En la Constitución de 1980, el sector privado tiene un campo indiscriminado de negocios para el ejercicio de cualquier tipo de actividad, lo que incluye el área social. En cambio, el Estado se encuentra reducido a un rol estrictamente subsidiario, lo que le impide impulsar iniciativas económicas y, en el área social, sólo tiene autoridad para “focalizar” acciones, y con escasos recursos, en favor de familias de extrema pobreza.
La Convención Constitucional ha propuesto, con justicia, reemplazar el rol subsidiario que le otorga al Estado la Constitución de 1980 y conformar un Estado Social y Democrático de Derecho. Ello significa contar con un Estado que no sólo garantice las libertades públicas, sino también derechos sociales universales.
Se trata de un cambio fundamental para mejorar las condiciones de vida a chilenas y chilenos. En efecto, porque la mercantilización de los bienes públicos, consagrada en la Constitución de 1980, permitía al empresariado enriquecerse con la salud, la educación, la vivienda y la seguridad social. Y, al mismo tiempo, la escasa voluntad y recursos para la “focalización” en sectores pobres de la población se ha traducido en colas interminables de enfermos modestos en los consultorios, enseñanza inservible en los colegios de poblaciones y AFP, convertidas en “seguridad social”, que entregan pensiones miserables a la gran mayoría de los ancianas y ancianos.
La realidad es que el Estado subsidiario, y el modelo neoliberal, construyeron una muralla de desigualdades que divide radicalmente a nuestra sociedad. En esas condiciones, las familias del barrio alto, pagando isapres y colegios particulares, obtienen una elevada calidad en sus atenciones de salud y educación, mientras que en barrios populares la atención en hospitales y escuelas públicas es vergonzosa. Al mismo tiempo, la cantidad de dinero, aportado individualmente a las AFP, es la que determina el monto de jubilación obtenido en la vejez, con diferencias abismales entre gerentes y profesores jubilados.

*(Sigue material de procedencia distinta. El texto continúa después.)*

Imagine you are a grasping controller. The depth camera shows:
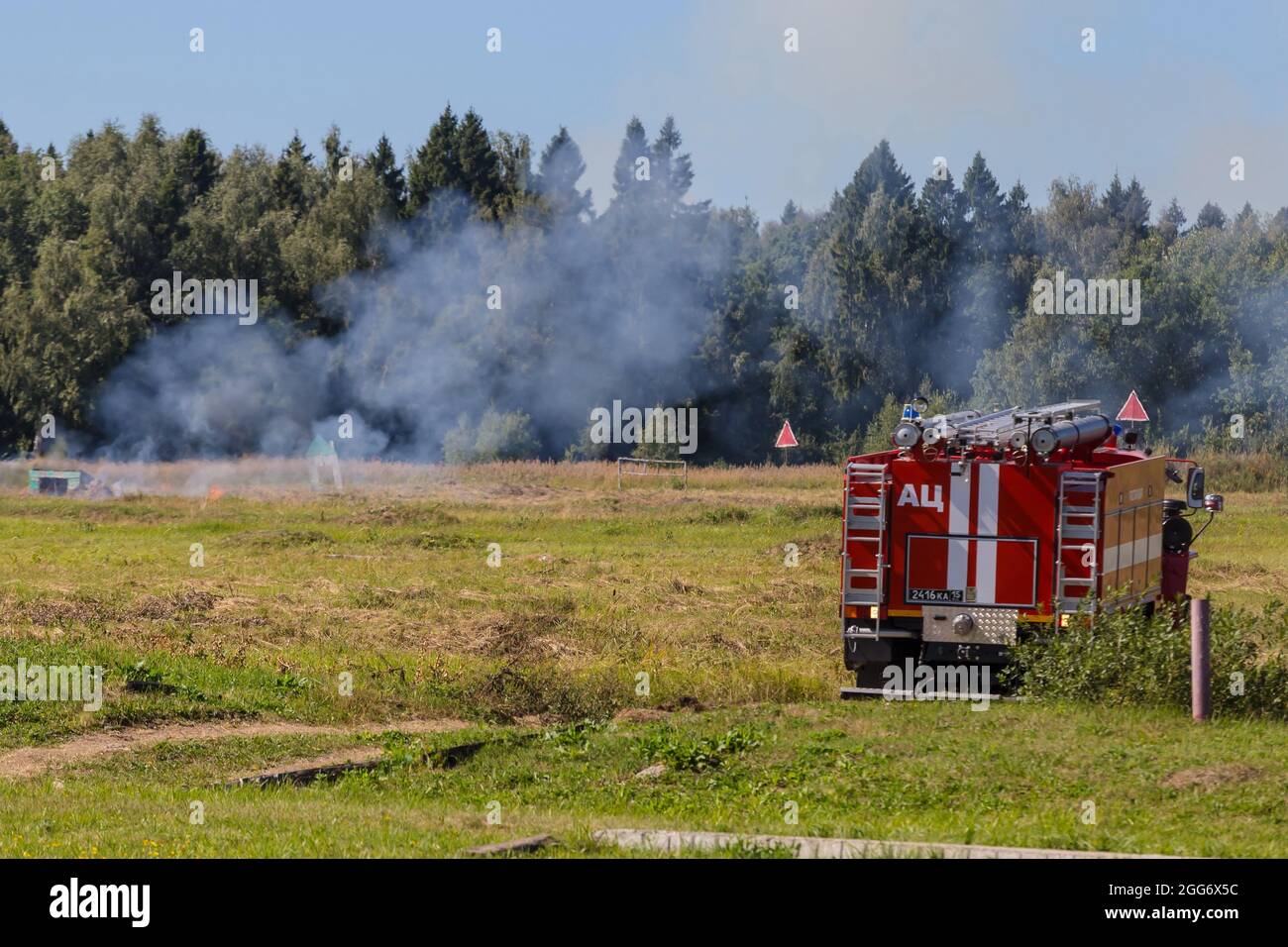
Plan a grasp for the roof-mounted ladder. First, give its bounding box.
[1055,471,1105,613]
[841,464,893,638]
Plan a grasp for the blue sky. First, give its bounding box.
[0,0,1288,220]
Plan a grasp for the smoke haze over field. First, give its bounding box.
[95,198,731,460]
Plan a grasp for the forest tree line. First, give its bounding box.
[0,107,1288,463]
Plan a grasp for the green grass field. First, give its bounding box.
[0,462,1288,856]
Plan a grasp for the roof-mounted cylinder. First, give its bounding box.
[1029,415,1115,458]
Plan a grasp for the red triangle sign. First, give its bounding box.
[1117,388,1149,421]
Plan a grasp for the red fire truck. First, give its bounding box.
[841,398,1224,697]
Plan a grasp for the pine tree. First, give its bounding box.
[174,129,219,205]
[1158,197,1185,244]
[653,115,693,205]
[455,108,505,217]
[322,124,349,184]
[1100,171,1127,227]
[273,132,313,215]
[1194,201,1225,231]
[613,117,653,202]
[1122,177,1150,237]
[368,136,407,214]
[537,125,591,217]
[407,104,461,213]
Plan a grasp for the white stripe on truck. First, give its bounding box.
[948,466,970,588]
[975,464,1002,605]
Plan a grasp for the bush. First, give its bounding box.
[1008,601,1288,720]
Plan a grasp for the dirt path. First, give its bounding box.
[0,717,471,780]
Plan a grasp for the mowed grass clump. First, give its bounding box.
[0,462,844,746]
[0,701,1288,857]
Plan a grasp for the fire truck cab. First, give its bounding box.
[841,398,1224,697]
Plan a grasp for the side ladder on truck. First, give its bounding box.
[841,463,892,638]
[1055,471,1105,621]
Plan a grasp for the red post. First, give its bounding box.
[1190,598,1212,720]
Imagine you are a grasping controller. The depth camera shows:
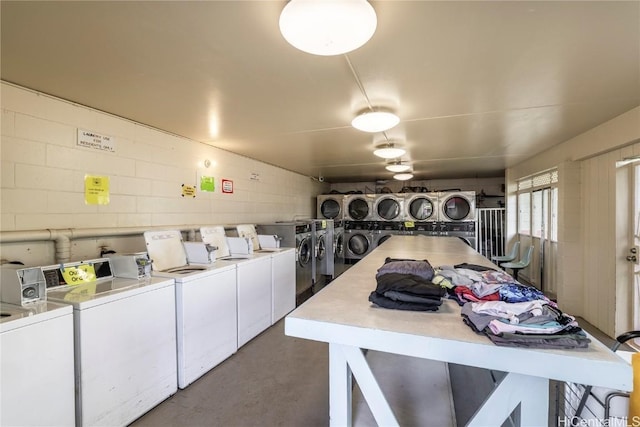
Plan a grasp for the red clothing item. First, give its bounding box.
[453,286,500,302]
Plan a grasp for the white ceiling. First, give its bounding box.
[0,0,640,182]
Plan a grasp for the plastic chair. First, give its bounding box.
[491,242,520,265]
[502,246,533,280]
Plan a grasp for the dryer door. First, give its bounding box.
[409,197,435,221]
[442,196,471,221]
[320,199,342,219]
[376,197,400,221]
[347,234,369,256]
[349,198,369,221]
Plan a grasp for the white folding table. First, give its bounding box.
[285,236,632,426]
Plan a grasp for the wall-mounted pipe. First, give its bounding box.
[0,225,210,263]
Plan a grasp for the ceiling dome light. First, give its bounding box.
[280,0,378,56]
[373,142,407,159]
[393,173,413,181]
[351,110,400,132]
[384,161,411,172]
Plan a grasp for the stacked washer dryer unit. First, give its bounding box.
[371,193,405,249]
[344,194,375,264]
[316,194,346,278]
[404,193,440,236]
[312,219,335,293]
[439,191,477,250]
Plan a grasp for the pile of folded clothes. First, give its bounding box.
[432,264,547,305]
[369,258,446,311]
[462,299,591,349]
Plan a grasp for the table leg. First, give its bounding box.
[329,343,353,427]
[329,344,398,426]
[467,373,549,427]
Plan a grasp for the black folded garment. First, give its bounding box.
[376,258,434,281]
[376,273,447,297]
[369,291,442,311]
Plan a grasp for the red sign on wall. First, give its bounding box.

La universalización de derechos, que ahora propone la CC, y que deberá ser aprobada el 4 de septiembre, es un reconocimiento a nuestra común pertenencia a la sociedad y constituye la vía más eficaz para derribar la muralla que nos divide, lo que ha generado fuertes tensiones y también delincuencia. Este es un claro compromiso con los derechos de segunda generación, consagrados en la Declaración de Derechos Humanos de las Naciones Unidas.
Con la aprobación de la nueva Constitución, y la conformación de un Estado Social y Democrático de Derecho, terminará la Constitución tramposa, que cerró las puertas a la mayoría de las familias chilenas a tener una vida digna.
Por otra parte, el nuevo tipo de Estado podrá proteger la sociedad contra las agresiones al medioambiente y será una garantía para que los mercados no sean invadidos con los monopolios y colusiones de precios, que tanto han dañado a los consumidores. Por cierto, la nueva Carta Magna asegura también el derecho a la mujer contra toda discriminación y una justa representación de las regiones frente al gobierno central.
Mientras el pueblo intenta recuperar derechos sociales fundamentales, la derecha, el gran empresariado y sus empleados de la prensa atacan implacablemente la nueva Constitución. Es comprensible pues defienden sus intereses, aunque con una estrecha visión cortoplacista que no les permite entender que las tensiones de la sociedad también a ellos los afectan.
Sin embargo, resulta incomprensible y lamentable la postura de los senadores Ximena Rincón y Fidel Espinoza, comprometidos con la defensa del Rechazo. Tienen plazo hasta el 4 de septiembre para reestudiar las ideas del humanismo cristiano y del socialismo, en las que se formaron políticamente, para sopesar en conciencia que sus cargos de senadores son insignificantes en comparación a los beneficios y dignidad que nuestro pueblo recuperará gracias a la nueva Constitución.